An SQL Index makes it possible to find and order rows more efficiently. Rather than reading an entire table, you can jump into the index, find the rows, jump out of the index, and return the row with little or no sorting. Indexes make row finding both efficient and scalable. The SQL engine will determine if and how an index will be used by looking at the SQL statement’s where and order by clause. If a complete index can be used, it will use that. If a partial index can be used, it will use that and sort the results. If no index can be used, it will read all rows, filter them, and sort the results.

In DataFlex, your table definition (.INT file) declares a list of unique indexes consisting of an index number and its definition (either an SQL index name or a list of index segment definitions). Typically, you will also create an SQL Index that exactly matches the index definition. The DataFlex and SQL index will be the same and will be determined by the SQL table’s index definition. When the DataFlex definition of the index is changed in Table Editor, it changes the SQL index. This is called a server index.

You may also define DataFlex indexes that only exist on the DataFlex side (i.e., defined in the INT file but not defined by the back end). When the definition of the index is changed by Table Editor, no changes are made on the SQL side. How does this work? When DataFlex Finds occur, the defined index will be used to build an SQL statement with a where and order by clause that is created as if the index existed on the back end. The SQL server will receive this statement and generate a finding strategy that finds the rows as effectively as it can. If appropriate indexes are available on the server, the SQL engine will use them and filter and sort as needed. These appropriate indexes can be partial (non-unique). This is called a client-only index.

From the DataFlex point of view, server and client-only indexes are the same. They are both represented by an index number. They are both defined to be unique. They filter and sort rows in the same order. The only difference will be server overhead, performance, and scalability.

SQL tables may have indexes that DataFlex cannot use directly. If an SQL index is not unique, the DataFlex style of record finding will not work reliably. You should not try to use these types of indexes in your application. These are referred to as server-only indexes.

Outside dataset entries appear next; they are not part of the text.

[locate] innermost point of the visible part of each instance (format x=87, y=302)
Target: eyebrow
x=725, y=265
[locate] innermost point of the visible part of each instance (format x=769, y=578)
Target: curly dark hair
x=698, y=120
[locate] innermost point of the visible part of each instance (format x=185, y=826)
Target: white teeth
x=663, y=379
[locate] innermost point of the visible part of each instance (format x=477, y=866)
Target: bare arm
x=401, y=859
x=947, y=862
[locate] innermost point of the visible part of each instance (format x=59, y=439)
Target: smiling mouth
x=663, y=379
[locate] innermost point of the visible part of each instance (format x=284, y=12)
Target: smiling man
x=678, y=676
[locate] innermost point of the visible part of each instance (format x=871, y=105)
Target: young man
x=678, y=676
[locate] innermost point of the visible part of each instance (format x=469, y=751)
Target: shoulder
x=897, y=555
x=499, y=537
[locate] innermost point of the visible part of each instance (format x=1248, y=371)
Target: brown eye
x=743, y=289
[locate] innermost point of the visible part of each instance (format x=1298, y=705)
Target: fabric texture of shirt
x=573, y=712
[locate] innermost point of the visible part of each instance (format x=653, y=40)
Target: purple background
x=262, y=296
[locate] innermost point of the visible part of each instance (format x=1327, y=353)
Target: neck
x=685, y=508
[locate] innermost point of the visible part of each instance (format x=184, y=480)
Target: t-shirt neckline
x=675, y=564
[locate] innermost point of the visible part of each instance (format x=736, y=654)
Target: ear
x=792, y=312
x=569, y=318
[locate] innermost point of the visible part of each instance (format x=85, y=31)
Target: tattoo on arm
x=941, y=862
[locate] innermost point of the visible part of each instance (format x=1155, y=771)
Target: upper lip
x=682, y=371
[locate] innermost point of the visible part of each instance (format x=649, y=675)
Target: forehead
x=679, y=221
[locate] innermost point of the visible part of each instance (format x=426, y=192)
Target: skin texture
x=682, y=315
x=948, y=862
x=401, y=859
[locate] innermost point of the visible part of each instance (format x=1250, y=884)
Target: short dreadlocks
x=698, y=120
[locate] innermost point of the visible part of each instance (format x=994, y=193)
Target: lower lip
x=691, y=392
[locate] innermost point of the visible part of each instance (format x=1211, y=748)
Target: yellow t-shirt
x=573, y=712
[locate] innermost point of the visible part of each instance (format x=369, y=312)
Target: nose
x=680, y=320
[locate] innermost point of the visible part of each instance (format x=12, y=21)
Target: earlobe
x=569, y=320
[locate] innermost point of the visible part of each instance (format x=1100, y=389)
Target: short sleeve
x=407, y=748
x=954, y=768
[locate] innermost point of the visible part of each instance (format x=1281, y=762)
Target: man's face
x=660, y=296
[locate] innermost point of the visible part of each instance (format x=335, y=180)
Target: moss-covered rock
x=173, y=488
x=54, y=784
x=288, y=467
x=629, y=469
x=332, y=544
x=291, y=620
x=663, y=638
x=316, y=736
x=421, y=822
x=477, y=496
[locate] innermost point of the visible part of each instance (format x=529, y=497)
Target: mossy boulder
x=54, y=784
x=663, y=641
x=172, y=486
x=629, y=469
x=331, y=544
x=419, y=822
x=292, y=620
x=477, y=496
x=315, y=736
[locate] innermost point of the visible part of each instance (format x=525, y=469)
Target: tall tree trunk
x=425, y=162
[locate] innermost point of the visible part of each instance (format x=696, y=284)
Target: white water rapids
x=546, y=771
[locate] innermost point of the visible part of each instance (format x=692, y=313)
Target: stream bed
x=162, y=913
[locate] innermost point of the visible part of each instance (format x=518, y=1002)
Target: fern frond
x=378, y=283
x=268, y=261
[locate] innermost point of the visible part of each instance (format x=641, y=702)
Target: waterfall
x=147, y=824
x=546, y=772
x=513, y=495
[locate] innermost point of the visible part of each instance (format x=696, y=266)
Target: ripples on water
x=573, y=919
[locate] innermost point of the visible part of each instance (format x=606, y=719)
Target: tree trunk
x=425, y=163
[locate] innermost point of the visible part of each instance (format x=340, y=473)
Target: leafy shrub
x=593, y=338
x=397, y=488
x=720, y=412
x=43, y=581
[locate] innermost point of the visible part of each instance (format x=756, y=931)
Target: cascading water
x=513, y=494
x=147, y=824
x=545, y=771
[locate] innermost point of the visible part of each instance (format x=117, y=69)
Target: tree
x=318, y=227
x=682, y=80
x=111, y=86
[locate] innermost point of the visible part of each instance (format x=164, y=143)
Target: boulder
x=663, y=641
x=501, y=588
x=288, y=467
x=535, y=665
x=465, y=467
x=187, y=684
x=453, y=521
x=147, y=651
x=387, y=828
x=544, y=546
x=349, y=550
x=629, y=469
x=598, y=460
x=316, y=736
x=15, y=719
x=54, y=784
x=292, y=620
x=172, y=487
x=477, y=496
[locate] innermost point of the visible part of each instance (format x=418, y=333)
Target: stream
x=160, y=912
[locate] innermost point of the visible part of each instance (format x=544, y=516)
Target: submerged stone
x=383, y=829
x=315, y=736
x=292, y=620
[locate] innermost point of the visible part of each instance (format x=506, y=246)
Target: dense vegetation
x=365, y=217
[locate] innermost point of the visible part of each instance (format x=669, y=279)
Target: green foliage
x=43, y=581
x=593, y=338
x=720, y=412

Often, SQL indexes are non-unique and are designed to only cover part of the finding order. For example, an SQL index may consist of just one non-unique segment, Customer.Name. Because this is not unique, it is a server-only index and should not be used directly in DataFlex. However, you could define a client-only index that makes this unique (Customer.Name x Customer.Customer_Number). When this index is used, the SQL engine will use the partial SQL index, and you should get very good results. This makes it possible to connect to existing SQL Tables and to use their existing table indexes without needing to change the SQL table definition. When the SQL Connect/Repair Wizard is used to connect to an existing table, the wizard will take server-only indexes and create client-side DataFlex indexes by completing them. The wizard does this by appending the primary key to its client-only definition. No changes are made to the actual SQL Table.

To summarize: DataFlex supports three types of indexes. These are defined using Table Editor and are controlled using the DF_INDEX_SQL_TYPE attribute.

  • Server: Exists on server, defined in the DataFlex .INT file (mapping an index name to an index number). Modification will require restructure. This is your standard DataFlex style index.

  • Client Only: Defined only in the DataFlex .INT file. Modification will require .INT file update.

  • Server Only: Exists on server, not defined in DataFlex .INT file. Modification will change to its server and require restructure. These indexes should not be referenced in source code, as their numbers can dynamically change.